La Commissione d'Inchiesta ha "suggerito" di utilizzare gli ingenti introiti derivanti dall'attività per rendere la Chimet più sicura dal punto di vista sanitario e ambientale.

D- Le statistiche riguardo agli inceneritori cosa dicono?
R- Parlano chiaro: chi vive nei pressi degli inceneritori corre maggiori rischi (dal 6% al 25%) di contrarre malattie gravi.
Ad un bambino ammalato di Forlì, che abita vicino a due inceneritori in una situazione simile alla Valdichiana, hanno trovato nei suoi organi interni particelle di metalli pesanti emessi dagli stessi.
Noi non vogliamo che un giorno si possano ammalare i nostri figli!

D- Altri motivi per i quali siete contro questa "mania" di bruciare?
R- Ampliare e costruire impianti a combustione renderà più difficile in futuro contrastare nuove domande per l'insediamento di questo tipo di industrie in Valdichiana.
Non dovremmo sorprenderci se arrivassero altre domande di raffinerie, centrali a turbogas o addirittura altri inceneritori.
Perché i nostri Amministratori non aprono gli occhi ora, prima che sia troppo tardi?

D- A Quarata invece cosa sta succedendo?
R- Da almeno trent'anni, una frenetica attività di estrazione ha trasformato questo territorio in un paesaggio lunare.
Aria, acqua e suolo sono stati gravemente inquinati da nitriti, nitrati, idrocarburi e metalli pesanti.

D- Ci sono episodi gravi?
R- Uno su tutti: nel 2007 l'ARPAT ha rilevato in 4 pozzi campionati pesanti tracce di idrocarburi.
La Popolazione non è stata informata della situazione e le famiglie hanno continuato ad utilizzare l’acqua inquinata per uso potabile.

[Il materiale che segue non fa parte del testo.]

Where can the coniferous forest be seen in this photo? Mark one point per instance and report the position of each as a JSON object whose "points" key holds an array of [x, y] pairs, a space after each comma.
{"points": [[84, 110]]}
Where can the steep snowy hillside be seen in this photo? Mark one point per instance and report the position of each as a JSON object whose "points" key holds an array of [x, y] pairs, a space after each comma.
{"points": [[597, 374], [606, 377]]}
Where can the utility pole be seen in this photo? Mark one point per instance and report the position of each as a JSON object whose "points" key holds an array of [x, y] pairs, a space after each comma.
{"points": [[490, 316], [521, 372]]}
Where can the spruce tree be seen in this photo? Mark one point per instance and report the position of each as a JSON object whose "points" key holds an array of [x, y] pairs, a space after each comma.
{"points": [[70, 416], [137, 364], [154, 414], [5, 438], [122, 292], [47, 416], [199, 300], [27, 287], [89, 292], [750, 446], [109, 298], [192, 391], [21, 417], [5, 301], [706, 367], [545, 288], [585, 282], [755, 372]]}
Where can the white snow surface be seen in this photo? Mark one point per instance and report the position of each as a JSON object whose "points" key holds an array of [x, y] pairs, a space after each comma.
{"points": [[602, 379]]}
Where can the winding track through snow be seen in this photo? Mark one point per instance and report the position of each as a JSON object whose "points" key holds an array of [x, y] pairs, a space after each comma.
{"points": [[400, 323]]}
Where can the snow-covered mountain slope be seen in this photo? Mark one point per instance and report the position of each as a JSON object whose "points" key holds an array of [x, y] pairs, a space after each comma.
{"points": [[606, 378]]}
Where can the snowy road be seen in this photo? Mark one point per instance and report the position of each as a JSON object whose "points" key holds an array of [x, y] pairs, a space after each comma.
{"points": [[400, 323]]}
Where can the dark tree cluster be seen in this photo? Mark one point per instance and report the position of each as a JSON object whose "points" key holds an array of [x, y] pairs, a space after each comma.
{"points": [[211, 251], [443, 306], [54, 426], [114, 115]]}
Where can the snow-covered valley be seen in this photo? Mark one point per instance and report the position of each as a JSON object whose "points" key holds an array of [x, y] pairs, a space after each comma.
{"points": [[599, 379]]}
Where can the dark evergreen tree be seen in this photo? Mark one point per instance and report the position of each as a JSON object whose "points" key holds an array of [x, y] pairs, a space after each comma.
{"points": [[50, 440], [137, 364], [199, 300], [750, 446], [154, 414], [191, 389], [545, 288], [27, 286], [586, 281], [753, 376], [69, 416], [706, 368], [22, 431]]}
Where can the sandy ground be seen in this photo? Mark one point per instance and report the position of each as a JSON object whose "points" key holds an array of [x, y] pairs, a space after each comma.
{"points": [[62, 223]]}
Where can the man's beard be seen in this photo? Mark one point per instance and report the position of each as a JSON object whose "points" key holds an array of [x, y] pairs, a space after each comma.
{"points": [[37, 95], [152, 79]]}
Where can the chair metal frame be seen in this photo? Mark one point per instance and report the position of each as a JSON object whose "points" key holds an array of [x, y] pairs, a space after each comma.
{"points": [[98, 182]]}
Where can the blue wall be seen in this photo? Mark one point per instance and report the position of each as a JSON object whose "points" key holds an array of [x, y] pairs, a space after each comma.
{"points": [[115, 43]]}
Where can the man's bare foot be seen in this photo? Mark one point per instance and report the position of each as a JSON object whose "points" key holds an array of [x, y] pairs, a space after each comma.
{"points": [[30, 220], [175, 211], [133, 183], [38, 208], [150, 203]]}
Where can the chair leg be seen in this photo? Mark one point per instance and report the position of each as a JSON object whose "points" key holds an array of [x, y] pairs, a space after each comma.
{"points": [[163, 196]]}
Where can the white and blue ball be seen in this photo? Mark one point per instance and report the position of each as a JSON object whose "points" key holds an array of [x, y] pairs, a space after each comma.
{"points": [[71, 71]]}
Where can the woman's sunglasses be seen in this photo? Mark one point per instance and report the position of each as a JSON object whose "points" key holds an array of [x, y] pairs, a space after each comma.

D- Ultimamente vi siete battuti anche per il servizio di emergenza del 118, cosa è successo?
R- La ASL ha tagliato due medici a bordo nelle ambulanze, in pratica dei tre ne è rimasto uno solo per tutta la Valdichiana.
Secondo Noi poteva essere tagliato di tutto, ma non i Medici a bordo.

D- Si sono verificati problemi gravi dovuti a questo?
R- E' risaputo che in qualche caso delle vittime di cadute, incidenti, o infartuati che avevano bisogno del Medico in modo urgentissimo, si sono ritrovate a dover aspettare decine di minuti perché nella prima ambulanza arrivata non c'era personale qualificato per la rianimazione.

D- Alla luce di tutto questo, quali sono i vostri progetti futuri?
R- Noi andiamo avanti battendoci "sul campo" con la speranza di dare un futuro migliore ai nostri figli, cercando di lasciare loro un ambiente vivibile, e sproniamo le Istituzioni Locali a fare le scelte seguendo questa strada.

D- Avete un messaggio per i Cittadini?
R- Cerchiamo di sensibilizzarli il più possibile, comunque dovrebbero sempre interessarsi alle problematiche legate al proprio territorio.
Esortiamo tutti quelli che hanno a cuore la Valdichiana a venire ai nostri incontri e a passare parola, perché più siamo e più ci ascolteranno.